L’idée surgit sans crier gare. Puissante, brute et sauvage, elle bondit de nulle part, se rue sur vous toutes griffes dehors et vous somme de la suivre dans ses méandres sans délai. Quoique vous fassiez au moment où elle daigne vous rendre visite, l’insolente se veut exclusive et exige que vous stoppiez toute activité pour ne vous consacrer qu’à elle seule, vous lui devez bien ça !

L’idée est singulière, fragile et capricieuse. Sur son passage, elle transforme vos tâches quotidiennes en banales besognes que vous serez à même, dit-elle, d’achever une fois qu’elle vous aura délogé de votre médiocrité.

Cette peste est fulgurante ! Du simple revers de la main, elle sème le trouble sur son passage. Vous n’êtes plus tout à fait le même et pas à même de lui résister. Vous êtes un pion, un émetteur qu’elle asservit. En élève assidu, vous vous torturez l’esprit pour demeurer crédible. la tâche est assidue, il va s’en dire !

Mais vous vous accrochez.  Dans ses méandres, vous passez jours et nuits à vous mutiler l’esprit. Vous êtes bientôt esseulé, lessivé. Elle vous a métamorphosé, devient votre unique obsession lorsque soudain, l’évidence surgit !

Frappé par cette soudaine lucidité, vous rassemblez vos esprits pour vous remettre aussitôt à écrire, il ne faudrait pas que cette chimère vous échappe.

Au fil des pages noircies, vous vous sentez pousser des ailes mais faites le vide autours de vous. Vous perdez toute notion de temps, d’espace et de mesure. Votre vie personnelle n’existe plus, vous n’avez plus de temps, d’amant, d’ami, de vie, mais au final, avez résolu un défi : écrire !

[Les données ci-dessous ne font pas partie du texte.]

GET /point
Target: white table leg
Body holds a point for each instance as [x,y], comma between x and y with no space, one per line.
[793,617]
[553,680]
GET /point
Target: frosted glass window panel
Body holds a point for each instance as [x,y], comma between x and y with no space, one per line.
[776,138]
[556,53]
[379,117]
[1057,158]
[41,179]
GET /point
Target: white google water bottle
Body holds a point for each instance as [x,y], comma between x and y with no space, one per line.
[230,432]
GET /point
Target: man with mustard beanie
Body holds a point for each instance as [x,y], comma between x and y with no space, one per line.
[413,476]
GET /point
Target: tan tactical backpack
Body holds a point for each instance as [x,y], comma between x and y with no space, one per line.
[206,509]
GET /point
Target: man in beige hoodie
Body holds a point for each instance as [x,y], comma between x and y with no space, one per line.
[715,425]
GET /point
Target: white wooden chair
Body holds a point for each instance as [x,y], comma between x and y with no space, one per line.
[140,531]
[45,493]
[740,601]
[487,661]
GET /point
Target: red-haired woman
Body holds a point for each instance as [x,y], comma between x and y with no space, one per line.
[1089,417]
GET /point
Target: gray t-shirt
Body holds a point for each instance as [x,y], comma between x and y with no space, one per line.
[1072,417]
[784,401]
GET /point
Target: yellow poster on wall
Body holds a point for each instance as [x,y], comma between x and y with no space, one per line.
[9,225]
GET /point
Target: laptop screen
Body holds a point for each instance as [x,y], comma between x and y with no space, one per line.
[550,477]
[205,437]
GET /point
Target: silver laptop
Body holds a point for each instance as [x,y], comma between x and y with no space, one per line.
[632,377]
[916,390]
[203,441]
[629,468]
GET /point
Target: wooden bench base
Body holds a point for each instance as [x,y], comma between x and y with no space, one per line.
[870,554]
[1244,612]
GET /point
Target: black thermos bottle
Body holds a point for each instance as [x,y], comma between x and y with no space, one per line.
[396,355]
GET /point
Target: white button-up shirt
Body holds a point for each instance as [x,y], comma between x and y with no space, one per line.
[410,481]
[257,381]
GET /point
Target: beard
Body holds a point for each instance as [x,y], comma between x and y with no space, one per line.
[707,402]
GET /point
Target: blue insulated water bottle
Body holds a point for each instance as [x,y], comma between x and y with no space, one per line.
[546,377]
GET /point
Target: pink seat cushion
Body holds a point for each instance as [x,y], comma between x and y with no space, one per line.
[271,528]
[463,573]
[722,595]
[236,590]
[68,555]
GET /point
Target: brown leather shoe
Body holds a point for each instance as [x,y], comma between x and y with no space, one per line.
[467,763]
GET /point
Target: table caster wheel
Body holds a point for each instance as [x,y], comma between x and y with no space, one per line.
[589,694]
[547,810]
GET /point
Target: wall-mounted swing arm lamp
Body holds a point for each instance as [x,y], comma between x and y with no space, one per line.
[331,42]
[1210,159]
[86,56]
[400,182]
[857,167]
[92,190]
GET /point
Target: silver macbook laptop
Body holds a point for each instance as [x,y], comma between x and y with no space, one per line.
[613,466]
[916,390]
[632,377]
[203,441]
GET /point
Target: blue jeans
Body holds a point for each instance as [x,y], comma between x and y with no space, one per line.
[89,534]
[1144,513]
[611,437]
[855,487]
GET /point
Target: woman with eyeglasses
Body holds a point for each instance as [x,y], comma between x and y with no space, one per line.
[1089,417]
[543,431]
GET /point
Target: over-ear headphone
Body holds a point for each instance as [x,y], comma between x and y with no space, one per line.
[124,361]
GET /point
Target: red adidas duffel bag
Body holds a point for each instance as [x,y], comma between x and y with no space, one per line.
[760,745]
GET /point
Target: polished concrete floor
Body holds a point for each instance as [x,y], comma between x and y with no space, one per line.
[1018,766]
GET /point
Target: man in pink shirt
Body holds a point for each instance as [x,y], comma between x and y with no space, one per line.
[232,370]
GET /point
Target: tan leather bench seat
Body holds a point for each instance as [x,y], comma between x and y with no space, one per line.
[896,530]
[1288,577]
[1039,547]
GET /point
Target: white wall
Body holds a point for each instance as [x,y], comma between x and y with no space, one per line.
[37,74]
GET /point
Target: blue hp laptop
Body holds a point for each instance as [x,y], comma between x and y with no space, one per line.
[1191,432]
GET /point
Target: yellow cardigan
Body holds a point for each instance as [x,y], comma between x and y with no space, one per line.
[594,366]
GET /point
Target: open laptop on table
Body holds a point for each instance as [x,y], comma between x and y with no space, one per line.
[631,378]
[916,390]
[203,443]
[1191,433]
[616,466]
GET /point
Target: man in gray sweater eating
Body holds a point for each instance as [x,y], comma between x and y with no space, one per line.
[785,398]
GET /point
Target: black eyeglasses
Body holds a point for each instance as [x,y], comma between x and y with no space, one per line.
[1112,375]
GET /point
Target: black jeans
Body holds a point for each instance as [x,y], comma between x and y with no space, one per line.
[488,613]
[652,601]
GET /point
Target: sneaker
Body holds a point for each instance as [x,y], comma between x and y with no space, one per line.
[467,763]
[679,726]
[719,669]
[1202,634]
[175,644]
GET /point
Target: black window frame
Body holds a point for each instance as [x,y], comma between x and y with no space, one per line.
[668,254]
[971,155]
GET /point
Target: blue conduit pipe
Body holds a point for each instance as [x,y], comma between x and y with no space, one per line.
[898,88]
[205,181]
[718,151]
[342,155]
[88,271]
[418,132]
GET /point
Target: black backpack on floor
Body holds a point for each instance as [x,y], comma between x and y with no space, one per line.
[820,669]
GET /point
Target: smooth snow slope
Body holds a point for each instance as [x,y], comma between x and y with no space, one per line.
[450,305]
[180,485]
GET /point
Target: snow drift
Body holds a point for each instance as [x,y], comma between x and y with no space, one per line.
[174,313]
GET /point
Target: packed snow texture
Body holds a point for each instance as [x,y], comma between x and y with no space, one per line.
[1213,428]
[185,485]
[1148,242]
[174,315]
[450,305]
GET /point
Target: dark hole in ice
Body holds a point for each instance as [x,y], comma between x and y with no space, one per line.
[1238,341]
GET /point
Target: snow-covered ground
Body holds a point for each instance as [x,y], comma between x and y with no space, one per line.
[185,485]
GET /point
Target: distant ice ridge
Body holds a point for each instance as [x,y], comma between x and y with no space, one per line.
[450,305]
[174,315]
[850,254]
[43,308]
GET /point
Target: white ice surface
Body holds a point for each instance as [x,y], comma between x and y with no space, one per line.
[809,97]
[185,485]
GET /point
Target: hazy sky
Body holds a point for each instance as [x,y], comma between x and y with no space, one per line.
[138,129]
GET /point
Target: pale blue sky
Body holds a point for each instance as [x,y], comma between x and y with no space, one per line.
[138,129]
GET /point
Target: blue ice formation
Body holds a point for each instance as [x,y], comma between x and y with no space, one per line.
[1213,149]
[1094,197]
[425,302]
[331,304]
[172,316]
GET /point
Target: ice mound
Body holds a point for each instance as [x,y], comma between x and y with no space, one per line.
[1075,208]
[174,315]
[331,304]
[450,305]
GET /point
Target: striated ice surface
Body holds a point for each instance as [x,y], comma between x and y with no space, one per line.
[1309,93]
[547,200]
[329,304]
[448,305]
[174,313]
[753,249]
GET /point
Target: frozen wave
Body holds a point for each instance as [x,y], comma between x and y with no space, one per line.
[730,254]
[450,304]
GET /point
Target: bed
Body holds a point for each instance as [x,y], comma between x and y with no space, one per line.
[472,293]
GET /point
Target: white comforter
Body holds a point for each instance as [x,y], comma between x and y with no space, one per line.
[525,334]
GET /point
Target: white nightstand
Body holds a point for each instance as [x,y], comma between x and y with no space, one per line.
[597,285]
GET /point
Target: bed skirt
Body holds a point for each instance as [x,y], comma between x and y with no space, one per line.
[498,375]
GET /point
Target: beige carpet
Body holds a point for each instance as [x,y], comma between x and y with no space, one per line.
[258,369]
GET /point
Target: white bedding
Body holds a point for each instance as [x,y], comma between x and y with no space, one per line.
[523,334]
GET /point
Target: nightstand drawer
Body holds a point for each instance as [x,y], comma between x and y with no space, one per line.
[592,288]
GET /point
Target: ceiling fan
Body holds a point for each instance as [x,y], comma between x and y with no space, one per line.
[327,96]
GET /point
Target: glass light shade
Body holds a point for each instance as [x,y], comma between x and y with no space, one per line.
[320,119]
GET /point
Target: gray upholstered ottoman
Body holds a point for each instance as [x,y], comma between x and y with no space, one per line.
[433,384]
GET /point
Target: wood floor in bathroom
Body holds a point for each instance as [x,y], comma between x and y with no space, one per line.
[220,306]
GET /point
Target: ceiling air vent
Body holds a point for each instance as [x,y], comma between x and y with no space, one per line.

Vous n’aurez pas fait tout ce chemin pour rien, vous souffle-t-elle devant vos yeux rougis.

Peut être, précise-t-elle, sortirez-vous grandi de ce périple qu’elle vous expose, peut être son souffle vous incitera-t-il à méditer sur votre sort, peut-être trouverez-vous enfin quelques réponses à votre condition.